« Tout ce que j’ai dit sur Yama est faux » : Les aveux de Maya La Solution
CONAKRY – Après l’audition de Yama Séga, c’était au tour de Mariama Kaba, plus connue sous le nom de « Maya La Solution », de s’expliquer devant le tribunal de première instance de Mafanco ce lundi 20 avril 2026. Poursuivie pour les mêmes chefs d’inculpation que sa co-prévenue, la blogueuse a également reconnu les faits.
L’origine de la brouille, un malentendu venu de Turquie
Devant le juge, Maya La Solution est revenue sur l’incident qui a mis le feu aux poudres. Ce qui n’était au départ qu’une mise au point avec ses abonnés a dégénéré en conflit ouvert avec son ancienne amie.
« Je reconnais les faits. J’étais en Turquie où j’ai fait un live pour dire à mes abonnés que j’étais là pour des achats. Certains abonnés ont dit que j’étais partie faire de la chirurgie. J’ai répondu que ce n’était pas le cas, et elle (Yama Séga) s’est sentie visée. Je n’ai jamais dit son nom. Le soir même, elle a fait un live pour répliquer sans m’appeler », a-t-elle raconté.
« J’ai fait ça dans le but de l’énerver »
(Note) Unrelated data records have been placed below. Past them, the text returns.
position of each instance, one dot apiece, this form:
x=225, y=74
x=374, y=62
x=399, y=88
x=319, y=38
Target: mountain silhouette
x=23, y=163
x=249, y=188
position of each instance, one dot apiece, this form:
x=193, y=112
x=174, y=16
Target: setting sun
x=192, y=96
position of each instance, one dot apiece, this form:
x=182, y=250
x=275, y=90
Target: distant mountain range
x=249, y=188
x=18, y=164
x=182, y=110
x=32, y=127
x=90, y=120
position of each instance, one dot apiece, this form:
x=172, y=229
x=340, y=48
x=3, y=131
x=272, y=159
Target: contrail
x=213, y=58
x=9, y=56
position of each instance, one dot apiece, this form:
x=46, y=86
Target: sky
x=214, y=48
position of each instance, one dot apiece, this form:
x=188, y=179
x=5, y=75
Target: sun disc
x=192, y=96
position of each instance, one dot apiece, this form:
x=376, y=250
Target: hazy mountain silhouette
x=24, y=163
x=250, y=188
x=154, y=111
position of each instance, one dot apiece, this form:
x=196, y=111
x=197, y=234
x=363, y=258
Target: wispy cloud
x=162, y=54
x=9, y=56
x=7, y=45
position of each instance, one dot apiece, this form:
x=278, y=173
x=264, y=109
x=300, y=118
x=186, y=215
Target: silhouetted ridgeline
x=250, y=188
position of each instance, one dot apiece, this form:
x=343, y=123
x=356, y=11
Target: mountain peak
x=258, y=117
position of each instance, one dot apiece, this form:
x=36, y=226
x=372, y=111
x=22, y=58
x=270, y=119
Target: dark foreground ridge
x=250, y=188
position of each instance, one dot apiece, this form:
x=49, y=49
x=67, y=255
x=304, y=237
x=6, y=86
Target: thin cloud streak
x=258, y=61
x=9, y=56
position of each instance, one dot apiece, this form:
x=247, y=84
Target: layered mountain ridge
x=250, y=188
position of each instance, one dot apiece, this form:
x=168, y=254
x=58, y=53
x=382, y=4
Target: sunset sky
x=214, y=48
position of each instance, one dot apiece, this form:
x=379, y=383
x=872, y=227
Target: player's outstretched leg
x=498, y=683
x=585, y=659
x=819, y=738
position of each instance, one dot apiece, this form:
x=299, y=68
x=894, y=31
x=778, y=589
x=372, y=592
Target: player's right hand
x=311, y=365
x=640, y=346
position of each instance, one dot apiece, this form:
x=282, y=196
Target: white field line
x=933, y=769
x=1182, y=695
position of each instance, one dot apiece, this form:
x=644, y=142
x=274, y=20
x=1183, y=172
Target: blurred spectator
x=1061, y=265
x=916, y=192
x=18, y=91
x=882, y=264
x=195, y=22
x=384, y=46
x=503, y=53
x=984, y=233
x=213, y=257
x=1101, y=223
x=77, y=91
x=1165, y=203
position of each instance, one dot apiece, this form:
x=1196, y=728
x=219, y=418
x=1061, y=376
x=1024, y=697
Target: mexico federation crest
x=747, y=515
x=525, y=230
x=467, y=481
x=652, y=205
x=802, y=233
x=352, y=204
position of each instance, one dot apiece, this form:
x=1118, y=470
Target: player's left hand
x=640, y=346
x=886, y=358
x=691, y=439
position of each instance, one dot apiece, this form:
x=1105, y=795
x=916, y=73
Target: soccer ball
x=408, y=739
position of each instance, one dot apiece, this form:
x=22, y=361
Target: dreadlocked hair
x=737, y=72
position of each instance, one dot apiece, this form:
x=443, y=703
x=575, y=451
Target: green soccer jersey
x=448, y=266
Reconnaissant avoir agi par pur esprit de “vengeance” après s’être sentie attaquée en retour, Maya a admis devant le procureur avoir tenu des propos mensongers dans le seul but de blesser son amie de longue date.
« J’ai fait tout ça sous l’effet de la colère. Je voulais l’appeler, mais sous l’effet de la colère, j’ai fait un live que je regrette vraiment. Je devrais résoudre cette situation, l’appeler ou aller me plaindre. J’ai fait ça dans le but de l’énerver parce qu’elle m’a énervée aussi. Tout ce que j’ai dit sur Yama est faux. Je l’ai dit sous l’effet de la colère », avoue-t-elle.
L’aveu de l’ignorance et les regrets
Interrogée sur la gravité de ses propos, notamment sur des accusations graves de consommation de drogue qu’elle a finalement démenties à la barre, l’artiste a invoqué sa méconnaissance des textes régissant l’espace numérique en Guinée.
« Je regrette cet acte vraiment, je suis désolée. Je ne savais pas que les injures et diffamations étaient interdites par la loi guinéenne. J’ai un garçon qui a 5 ans et demi. Je demande pardon aux autorités compétentes, au peuple de Guinée et à ma copine Yama. Je ne vais plus le répéter, j’ai tout supprimé », plaide Mariama Kaba à l’état civil.
Une amitié de huit ans brisée par un « Live »
A la barre, elle a rappelé que son lien avec Yama Séga datait de 2018. Une amitié qui a volé en éclats devant des milliers d’internautes avant de se retrouver devant les tribunaux.
Après ces témoignages où les deux prévenues ont tour à tour reconnu leurs torts et sollicité la clémence, le juge a déclaré les débats clos. Place aux réquisitions du Ministère public.